21/03/16 - 14:04

Le témoignage d'Alexandra Fusai est intéressant à plus d'un titre, puisqu'elle est aussi originaire de Nantes et que c'est la ligue des Pays de la Loire qui va accueillir la demi-finale France - Pays-Bas.

Quels souvenirs vous reviennent de cette victoire en 1997 aux Pays-Bas ?

La balle de match de Sandrine (Testud). Là, on se dit : 'On a gagné !' C'est vraiment magique. C'est un moment à part, il y a quelque chose de plus fort que tout, parce qu'on joue pour son pays et qu'on le partage avec les autres joueuses, avec le staff, avec les supporters. Ça lie pour toujours. C'était aussi la toute première Fed Cup remportée par la France.

Avoir pour capitaine un vainqueur en Grand Chelem, comme Yannick Noah à l'époque, comme Amélie Mauresmo aujourd'hui, est-ce un vrai plus ?

Absolument. Ils savent ce qu'est l'excellence. Ils connaissent les détails qui, à un moment, feront la différence. C'est également un état d'esprit à part autour de la culture du « no limit ». Ils ont vécu ce moment que peu de joueurs touchent finalement, celui où l'on gagne un Grand Chelem. Ils savent quand il faut donner plus, ils sont conscients de l'exigence que cela demande, ils connaissent parfaitement toutes ces choses ce qu'il faut répéter quotidiennement pour y arriver.

Cette équipe de France de Fed Cup semble franchir des caps à chaque rencontre...
L'équipe grandit, accompagnée de l'expertise d'Amélie et de son staff. Elle est composée de joueuses jeunes qui la portent – Kristina Mladenovic, Caroline Garcia et Alizé Cornet –, aidées par l'expérience d'une Pauline Parmentier, sans oublier Océane Dodin qui est arrivée cette année. Amélie, elle, a mis en place son cadre et tout fonctionne parfaitement. Il y a eu un premier déclic quand elles sont remontées dans le Groupe mondial. Puis l'année dernière, quand elles ont gagné en Italie après avoir été menées 2-0. Une véritable équipe s'est formée avec les différences et les singularités de chacune. C'est aussi ça la force de ce groupe. Franchir ces étapes, gagner ensemble, en apportant chacune leur pierre à l'édifice… Elles sont dans une dynamique très positive et je pense qu'elles sont en train d'écrire une page importante de leur histoire en Fed Cup.

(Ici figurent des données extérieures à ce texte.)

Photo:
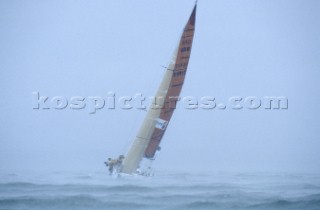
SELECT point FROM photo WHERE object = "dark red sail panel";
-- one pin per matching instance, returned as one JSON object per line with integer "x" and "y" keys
{"x": 176, "y": 83}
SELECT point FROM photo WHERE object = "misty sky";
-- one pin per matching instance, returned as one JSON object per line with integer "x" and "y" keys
{"x": 88, "y": 48}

Peuvent-elles gagner cette Fed Cup dès cette année ?

Bien sûr ! Elles sont capables de battre les meilleures à tout moment. Il leur manque un peu de constance en Grand Chelem, mais elles ont les qualités, dans leur jeu et dans leur façon d'être. 
Le fait que Caroline et Kristina jouent en double ensemble est une très bonne chose également. Elles sont complémentaires et constituent un double fort, solide. Quand on arrive sur une rencontre avec ce bonus là, cela apporte une certaine sérénité. Enfin, il y a un très bon amalgame. C'est ce qu'avait réussi à faire Yannick, et Amélie avec toute son équipe y est parvenue également, en mettant un cadre de fonctionnement au sein du groupe: tout le monde se respecte, tout le monde a sa place et le groupe avance.

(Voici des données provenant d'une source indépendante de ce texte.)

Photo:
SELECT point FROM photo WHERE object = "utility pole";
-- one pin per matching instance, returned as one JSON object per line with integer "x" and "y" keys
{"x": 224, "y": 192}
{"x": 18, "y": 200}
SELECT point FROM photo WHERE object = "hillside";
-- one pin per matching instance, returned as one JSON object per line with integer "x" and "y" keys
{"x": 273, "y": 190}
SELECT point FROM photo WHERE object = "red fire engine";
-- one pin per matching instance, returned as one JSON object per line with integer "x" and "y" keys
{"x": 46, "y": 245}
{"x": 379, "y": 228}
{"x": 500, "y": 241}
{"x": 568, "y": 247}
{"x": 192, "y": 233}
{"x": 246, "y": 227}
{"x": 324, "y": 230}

Avant de penser à la victoire, il faudra se méfier des Pays-Bas...
On a vu au premier tour ce qu'elles ont réussi à faire en Russie ! Si on regarde le circuit, il n'y a pas photo, la france doit passer. Mais il va falloir prendre cette rencontre avec beaucoup d'humilité. Tout le monde aura à coeur de franchir cette étape. Les filles devront se surpasser, rester dans ce qu'elles savent bien faire, sur chaque point. Elles en sont parfaitement conscientes.